Schwarze sind weniger wert als Weiße - das glauben sehr viele Europäer.Foto: picture-alliance/ dpa

Am Freitag stellte die Friedrich-Ebert-Stiftung die von ihr in Auftrag gegebene Studie „Die Abwertung der Anderen“ in Berlin vor. Wie die Ergebnisse der Befragung zeigen, ist besonders die Islamfeindlichkeit in Europa weit stärker verbreitet als bisher angenommen. Rund die Hälfte aller befragten Deutschen stimmte der Aussage zu, dass der Islam „eine Religion der Intoleranz“ sei. In den Niederlanden, Portugal und Polen stimmten sogar 60 Prozent diesem Vorurteil zu. „Gruppenbezogene Menschenfeindlichkeit ist in Europa weit verbreitet“, sagte der für die Studie verantwortliche Wissenschaftler Andreas Zick.

Jeweils 1000 Menschen aus Deutschland, Großbritannien, Frankreich, den Niederlanden, Italien, Portugal, Polen und Ungarn wurden für die 2,5 Millionen Euro teure Studie im Jahr 2008 befragt. Finanziert wurde das Projekt durch Spenden privater Stiftungen. Die Wissenschaftler der Universität Bielefeld sprachen von „ebenso aufschlussreichen wie besorgniserregenden“ Ergebnissen. Ziel sei es, „konstruktive Impulse für die Arbeit gegen Rechtsextremismus, Fremdenfeindlichkeit und Rassismus und für mehr Demokratie“ zu geben.

Neben Islamfeindlichkeit sei vor allem der klassische Rassismus und Antisemitismus deutlich geworden. 30 Prozent der Deutschen sagten, dass sie an eine „natürliche Hierarchie zwischen schwarzen und weißen Völkern“ glauben. In Portugal war etwa die Hälfte der Befragten dieser Meinung. In fast allen Ländern sagte im Durchschnitt jeder Zweite, es gebe zu viele Zuwanderer, obwohl viele diese gleichzeitig als Bereicherung für die eigene Kultur sehen. Überraschend stark ausgeprägt sind antisemitische und schwulenfeindliche Einstellungsmuster im katholisch geprägten Polen und Ungarn. Knapp 90 Prozent der Polen und 70 Prozent der Ungarn sprechen sich gegen gleichgeschlechtliche Ehen aus. Dass Menschen jüdischen Glaubens angeblich „Vorteile daraus ziehen, dass sie während der Nazi-Zeit die Opfer gewesen sind“, denken in Polen 72 Prozent und Ungarn 68 Prozent der Befragten. In Deutschland stimmen dieser Aussage immer noch 48 Prozent zu. Bemerkenswert offen und liberal zeigten sich die Niederlande. Hier gab es bei nahezu allen Fragen die niedrigsten Werte, obwohl in dem Land die rassistische Partei des Rechtspopulisten Geert Wilders viel Zustrom erhält.

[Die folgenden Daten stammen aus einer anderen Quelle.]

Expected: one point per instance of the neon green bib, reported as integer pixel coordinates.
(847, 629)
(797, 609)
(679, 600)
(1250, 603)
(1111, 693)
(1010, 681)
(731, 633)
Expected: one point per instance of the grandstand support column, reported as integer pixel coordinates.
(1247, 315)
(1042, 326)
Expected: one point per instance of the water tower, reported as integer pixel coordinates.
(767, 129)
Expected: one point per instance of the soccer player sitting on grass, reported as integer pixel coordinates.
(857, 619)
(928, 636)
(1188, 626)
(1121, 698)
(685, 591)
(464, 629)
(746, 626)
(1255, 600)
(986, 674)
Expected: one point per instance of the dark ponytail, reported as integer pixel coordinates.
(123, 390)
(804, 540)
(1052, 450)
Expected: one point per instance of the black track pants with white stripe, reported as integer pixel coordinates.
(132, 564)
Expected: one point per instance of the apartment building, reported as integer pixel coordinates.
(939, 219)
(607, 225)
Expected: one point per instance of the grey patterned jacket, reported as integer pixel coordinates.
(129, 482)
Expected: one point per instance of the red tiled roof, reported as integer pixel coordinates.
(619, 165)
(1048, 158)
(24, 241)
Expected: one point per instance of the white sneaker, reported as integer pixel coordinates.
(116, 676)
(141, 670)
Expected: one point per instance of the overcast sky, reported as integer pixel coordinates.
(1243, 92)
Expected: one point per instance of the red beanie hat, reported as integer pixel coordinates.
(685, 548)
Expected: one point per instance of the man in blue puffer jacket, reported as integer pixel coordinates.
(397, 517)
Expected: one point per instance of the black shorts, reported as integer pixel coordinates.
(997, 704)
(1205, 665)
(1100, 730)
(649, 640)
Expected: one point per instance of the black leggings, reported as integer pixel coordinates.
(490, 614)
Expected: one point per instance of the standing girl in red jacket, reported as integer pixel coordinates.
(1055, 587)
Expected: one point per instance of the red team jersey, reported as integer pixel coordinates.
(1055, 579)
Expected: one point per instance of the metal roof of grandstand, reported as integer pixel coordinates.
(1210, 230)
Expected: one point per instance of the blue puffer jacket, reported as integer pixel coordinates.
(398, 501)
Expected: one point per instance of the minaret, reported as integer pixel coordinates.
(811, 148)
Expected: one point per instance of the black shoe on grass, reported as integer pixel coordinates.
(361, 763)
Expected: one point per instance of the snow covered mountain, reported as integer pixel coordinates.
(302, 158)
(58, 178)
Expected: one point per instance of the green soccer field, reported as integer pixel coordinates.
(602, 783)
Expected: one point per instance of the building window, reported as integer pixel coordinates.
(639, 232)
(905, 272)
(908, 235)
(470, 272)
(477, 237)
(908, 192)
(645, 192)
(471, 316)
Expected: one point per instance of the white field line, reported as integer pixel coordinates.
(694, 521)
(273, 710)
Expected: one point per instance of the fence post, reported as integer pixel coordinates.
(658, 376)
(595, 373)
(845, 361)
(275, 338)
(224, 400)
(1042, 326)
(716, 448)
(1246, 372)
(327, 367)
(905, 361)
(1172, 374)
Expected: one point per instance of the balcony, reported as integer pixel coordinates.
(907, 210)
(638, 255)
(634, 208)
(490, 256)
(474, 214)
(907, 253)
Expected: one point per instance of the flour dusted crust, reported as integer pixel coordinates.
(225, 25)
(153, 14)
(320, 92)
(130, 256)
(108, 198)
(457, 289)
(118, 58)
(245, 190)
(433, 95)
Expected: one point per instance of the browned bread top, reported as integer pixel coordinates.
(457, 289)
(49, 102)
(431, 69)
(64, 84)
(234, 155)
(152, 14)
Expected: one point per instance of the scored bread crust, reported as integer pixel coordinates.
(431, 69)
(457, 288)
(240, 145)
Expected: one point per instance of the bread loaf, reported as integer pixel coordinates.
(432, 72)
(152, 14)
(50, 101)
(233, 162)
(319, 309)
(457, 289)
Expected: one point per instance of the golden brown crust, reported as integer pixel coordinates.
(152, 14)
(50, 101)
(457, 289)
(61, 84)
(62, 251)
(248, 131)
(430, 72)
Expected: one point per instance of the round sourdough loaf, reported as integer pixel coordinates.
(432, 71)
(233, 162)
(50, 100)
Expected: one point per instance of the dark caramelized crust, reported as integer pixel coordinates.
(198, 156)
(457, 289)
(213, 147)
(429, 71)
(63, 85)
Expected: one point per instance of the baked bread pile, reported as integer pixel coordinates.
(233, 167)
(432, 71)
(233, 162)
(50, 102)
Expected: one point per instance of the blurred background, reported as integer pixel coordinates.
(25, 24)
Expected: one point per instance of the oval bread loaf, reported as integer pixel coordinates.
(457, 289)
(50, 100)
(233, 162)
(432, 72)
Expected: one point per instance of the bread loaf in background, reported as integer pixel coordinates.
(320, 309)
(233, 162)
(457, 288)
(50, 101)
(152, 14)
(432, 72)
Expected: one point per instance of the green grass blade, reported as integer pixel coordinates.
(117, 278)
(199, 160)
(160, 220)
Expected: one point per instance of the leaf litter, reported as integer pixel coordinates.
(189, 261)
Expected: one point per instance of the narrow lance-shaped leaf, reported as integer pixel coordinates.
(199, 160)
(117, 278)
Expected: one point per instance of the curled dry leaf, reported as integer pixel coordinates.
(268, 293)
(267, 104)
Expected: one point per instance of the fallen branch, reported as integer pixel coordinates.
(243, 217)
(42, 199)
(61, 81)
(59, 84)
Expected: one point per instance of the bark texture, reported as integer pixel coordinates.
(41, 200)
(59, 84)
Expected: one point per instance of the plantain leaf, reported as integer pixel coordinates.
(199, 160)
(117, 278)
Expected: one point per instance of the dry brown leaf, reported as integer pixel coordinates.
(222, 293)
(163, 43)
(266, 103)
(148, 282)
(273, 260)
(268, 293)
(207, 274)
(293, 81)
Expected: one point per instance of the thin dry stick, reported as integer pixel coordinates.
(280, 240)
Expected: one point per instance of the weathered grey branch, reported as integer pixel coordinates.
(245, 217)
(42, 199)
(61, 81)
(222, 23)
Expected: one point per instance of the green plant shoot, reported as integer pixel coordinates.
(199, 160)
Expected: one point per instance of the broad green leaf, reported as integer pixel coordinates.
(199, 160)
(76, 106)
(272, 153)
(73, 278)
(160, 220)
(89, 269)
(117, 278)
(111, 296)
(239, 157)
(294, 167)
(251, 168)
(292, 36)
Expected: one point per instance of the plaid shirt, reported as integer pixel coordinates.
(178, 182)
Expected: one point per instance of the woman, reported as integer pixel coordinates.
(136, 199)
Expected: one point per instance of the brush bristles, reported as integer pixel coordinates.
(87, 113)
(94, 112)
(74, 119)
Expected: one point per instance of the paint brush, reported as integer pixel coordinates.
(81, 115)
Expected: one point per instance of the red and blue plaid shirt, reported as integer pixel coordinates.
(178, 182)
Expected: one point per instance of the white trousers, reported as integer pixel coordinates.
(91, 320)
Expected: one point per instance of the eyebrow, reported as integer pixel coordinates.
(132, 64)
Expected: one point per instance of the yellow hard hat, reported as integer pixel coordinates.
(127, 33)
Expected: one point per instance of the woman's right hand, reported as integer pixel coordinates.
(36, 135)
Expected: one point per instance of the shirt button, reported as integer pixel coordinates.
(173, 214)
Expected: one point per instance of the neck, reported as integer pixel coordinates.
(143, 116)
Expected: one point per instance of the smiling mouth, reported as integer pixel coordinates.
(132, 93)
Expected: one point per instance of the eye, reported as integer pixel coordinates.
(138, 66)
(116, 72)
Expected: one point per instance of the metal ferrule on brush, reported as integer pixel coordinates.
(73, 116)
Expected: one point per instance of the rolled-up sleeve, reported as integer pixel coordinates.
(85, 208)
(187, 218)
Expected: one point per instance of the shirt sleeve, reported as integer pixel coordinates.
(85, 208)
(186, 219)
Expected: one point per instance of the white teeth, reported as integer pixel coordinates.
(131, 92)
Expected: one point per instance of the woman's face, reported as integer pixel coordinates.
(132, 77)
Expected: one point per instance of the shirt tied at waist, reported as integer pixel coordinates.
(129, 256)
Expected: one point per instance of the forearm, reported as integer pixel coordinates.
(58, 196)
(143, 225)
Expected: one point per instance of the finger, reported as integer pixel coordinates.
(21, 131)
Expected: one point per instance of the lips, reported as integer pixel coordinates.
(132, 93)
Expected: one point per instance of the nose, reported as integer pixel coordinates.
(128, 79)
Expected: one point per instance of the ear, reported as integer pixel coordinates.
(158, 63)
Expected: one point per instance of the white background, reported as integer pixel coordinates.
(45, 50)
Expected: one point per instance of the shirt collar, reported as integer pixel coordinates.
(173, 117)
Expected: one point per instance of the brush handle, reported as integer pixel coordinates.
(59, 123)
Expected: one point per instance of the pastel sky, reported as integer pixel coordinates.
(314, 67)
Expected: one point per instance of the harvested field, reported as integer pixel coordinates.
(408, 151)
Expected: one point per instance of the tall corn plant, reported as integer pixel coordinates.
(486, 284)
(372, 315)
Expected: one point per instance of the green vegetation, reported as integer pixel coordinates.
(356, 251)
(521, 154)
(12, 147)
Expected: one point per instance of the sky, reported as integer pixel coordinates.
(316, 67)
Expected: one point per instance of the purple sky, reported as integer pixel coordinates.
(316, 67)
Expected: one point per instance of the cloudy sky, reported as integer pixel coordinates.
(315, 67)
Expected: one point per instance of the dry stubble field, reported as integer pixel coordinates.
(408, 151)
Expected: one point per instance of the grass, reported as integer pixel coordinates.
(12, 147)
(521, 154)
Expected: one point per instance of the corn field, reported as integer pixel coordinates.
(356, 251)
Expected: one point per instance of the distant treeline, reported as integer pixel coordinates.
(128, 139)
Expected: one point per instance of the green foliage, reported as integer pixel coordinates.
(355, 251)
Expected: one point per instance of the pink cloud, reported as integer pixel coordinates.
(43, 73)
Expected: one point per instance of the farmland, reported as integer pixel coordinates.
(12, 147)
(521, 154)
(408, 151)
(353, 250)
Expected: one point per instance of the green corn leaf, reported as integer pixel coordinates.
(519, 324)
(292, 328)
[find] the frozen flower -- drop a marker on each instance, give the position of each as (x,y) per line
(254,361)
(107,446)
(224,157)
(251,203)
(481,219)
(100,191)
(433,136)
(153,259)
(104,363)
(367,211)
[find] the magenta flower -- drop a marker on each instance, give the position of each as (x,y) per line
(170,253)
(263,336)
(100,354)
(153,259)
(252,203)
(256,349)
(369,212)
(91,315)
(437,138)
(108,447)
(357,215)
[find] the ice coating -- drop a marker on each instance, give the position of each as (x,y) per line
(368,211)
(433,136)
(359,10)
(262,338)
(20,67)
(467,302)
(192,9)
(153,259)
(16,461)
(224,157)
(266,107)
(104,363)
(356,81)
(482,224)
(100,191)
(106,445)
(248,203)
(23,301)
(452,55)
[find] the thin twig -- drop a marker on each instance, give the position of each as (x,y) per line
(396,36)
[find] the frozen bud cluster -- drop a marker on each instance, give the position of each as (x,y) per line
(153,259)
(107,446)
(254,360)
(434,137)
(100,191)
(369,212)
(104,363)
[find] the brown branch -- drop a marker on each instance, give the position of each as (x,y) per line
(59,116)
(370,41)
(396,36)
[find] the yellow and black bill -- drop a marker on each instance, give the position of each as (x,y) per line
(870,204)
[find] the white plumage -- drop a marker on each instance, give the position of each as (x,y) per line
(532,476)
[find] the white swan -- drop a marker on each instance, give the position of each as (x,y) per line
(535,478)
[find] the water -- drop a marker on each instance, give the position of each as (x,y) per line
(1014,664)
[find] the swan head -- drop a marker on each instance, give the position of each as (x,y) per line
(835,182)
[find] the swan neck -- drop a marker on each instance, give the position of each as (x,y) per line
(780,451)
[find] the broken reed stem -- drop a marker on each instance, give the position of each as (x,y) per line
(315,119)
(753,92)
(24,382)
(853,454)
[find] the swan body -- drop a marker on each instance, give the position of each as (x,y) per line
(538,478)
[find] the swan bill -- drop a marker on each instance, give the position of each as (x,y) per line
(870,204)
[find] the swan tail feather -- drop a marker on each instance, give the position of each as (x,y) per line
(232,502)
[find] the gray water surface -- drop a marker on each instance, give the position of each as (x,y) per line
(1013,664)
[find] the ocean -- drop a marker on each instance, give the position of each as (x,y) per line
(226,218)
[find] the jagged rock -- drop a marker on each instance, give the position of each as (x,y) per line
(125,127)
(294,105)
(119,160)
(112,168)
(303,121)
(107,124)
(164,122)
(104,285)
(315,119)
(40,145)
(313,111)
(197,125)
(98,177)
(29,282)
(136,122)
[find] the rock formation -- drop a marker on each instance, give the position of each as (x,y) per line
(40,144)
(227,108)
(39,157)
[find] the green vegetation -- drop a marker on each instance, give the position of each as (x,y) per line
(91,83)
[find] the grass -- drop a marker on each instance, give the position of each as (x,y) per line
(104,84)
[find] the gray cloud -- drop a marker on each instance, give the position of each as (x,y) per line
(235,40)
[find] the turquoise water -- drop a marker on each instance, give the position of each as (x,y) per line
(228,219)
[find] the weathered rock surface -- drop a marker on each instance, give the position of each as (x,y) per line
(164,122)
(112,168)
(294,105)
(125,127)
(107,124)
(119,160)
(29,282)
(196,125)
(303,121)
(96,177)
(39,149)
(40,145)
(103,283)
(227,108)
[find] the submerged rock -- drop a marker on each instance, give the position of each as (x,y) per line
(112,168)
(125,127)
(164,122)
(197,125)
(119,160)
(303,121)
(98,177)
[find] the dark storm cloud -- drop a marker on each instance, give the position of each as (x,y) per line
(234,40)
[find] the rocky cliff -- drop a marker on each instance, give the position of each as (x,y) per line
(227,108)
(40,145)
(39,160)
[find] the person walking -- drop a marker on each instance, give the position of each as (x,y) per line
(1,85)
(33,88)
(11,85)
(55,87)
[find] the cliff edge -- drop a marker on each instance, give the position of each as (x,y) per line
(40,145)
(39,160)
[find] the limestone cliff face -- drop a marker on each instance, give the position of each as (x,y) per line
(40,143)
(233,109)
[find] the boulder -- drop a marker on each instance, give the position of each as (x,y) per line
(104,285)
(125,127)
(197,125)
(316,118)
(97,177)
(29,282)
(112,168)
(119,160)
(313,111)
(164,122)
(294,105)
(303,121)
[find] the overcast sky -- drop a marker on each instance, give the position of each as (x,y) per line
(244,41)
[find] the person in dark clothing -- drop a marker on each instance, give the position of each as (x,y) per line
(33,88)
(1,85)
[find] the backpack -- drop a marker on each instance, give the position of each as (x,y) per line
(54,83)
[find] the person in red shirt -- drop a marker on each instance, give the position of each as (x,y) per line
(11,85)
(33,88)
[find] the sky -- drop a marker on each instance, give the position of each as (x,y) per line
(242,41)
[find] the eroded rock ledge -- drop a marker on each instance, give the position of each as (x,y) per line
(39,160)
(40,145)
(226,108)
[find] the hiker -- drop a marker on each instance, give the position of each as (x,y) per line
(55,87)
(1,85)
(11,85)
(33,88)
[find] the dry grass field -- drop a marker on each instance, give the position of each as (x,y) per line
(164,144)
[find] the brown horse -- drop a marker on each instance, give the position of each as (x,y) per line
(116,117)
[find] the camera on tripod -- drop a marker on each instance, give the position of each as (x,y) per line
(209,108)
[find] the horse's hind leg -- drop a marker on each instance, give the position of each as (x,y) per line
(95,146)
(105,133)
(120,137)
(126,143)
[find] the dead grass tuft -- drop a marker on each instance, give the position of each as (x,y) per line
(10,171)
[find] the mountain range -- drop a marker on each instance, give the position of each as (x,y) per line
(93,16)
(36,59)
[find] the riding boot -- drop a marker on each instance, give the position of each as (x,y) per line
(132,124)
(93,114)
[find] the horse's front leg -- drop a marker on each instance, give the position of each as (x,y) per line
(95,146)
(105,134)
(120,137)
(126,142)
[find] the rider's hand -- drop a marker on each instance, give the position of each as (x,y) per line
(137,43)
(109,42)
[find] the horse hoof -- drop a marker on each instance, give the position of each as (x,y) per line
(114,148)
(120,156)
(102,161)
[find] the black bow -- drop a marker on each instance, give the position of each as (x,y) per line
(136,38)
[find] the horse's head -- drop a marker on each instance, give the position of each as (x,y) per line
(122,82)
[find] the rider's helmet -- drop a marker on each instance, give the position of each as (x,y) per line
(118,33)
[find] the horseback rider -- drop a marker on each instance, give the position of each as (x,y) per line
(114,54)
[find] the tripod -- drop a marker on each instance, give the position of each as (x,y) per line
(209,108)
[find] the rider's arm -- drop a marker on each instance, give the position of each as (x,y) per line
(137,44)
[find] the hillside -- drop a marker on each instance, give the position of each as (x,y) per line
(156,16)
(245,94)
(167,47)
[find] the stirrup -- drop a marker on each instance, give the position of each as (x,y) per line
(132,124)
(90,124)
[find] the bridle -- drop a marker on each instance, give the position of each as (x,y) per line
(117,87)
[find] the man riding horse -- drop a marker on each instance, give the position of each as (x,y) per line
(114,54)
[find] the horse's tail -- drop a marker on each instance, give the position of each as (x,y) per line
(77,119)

Insgesamt stellten die Wissenschaftler ein „Syndrom der Abwertung“ fest. Wer Vorurteile gegen eine bestimmte Gruppe habe, neige auch gegenüber anderen Teilen der Gesellschaft zu Gruppenbezogener Menschenfeindlichkeit. Dieser Effekt sei kein Phänomen von Randgruppen, sondern auch in der Mitte der Gesellschaft vorhanden. Auffallend sei das Gefühl politischer Machtlosigkeit und der Wunsch nach einem „starken Mann an der Spitze, der sich nicht um das Parlament oder Wahlen schert“. Andreas Zick sprach von einem „fundamentalen Demokratiedefizit in Europa“, das oft mit Intoleranz und Diskriminierung Anderer einhergehe. Als wichtigste Schutzfaktoren sehen die Vorurteilsforscher Vertrauen in andere Menschen, feste Freundschaften und Kontakt mit Einwanderern. Sie fordern eine engere Zusammenarbeit innerhalb der EU, um länderübergreifende Projekte gegen Diskriminierung zu unterstützen.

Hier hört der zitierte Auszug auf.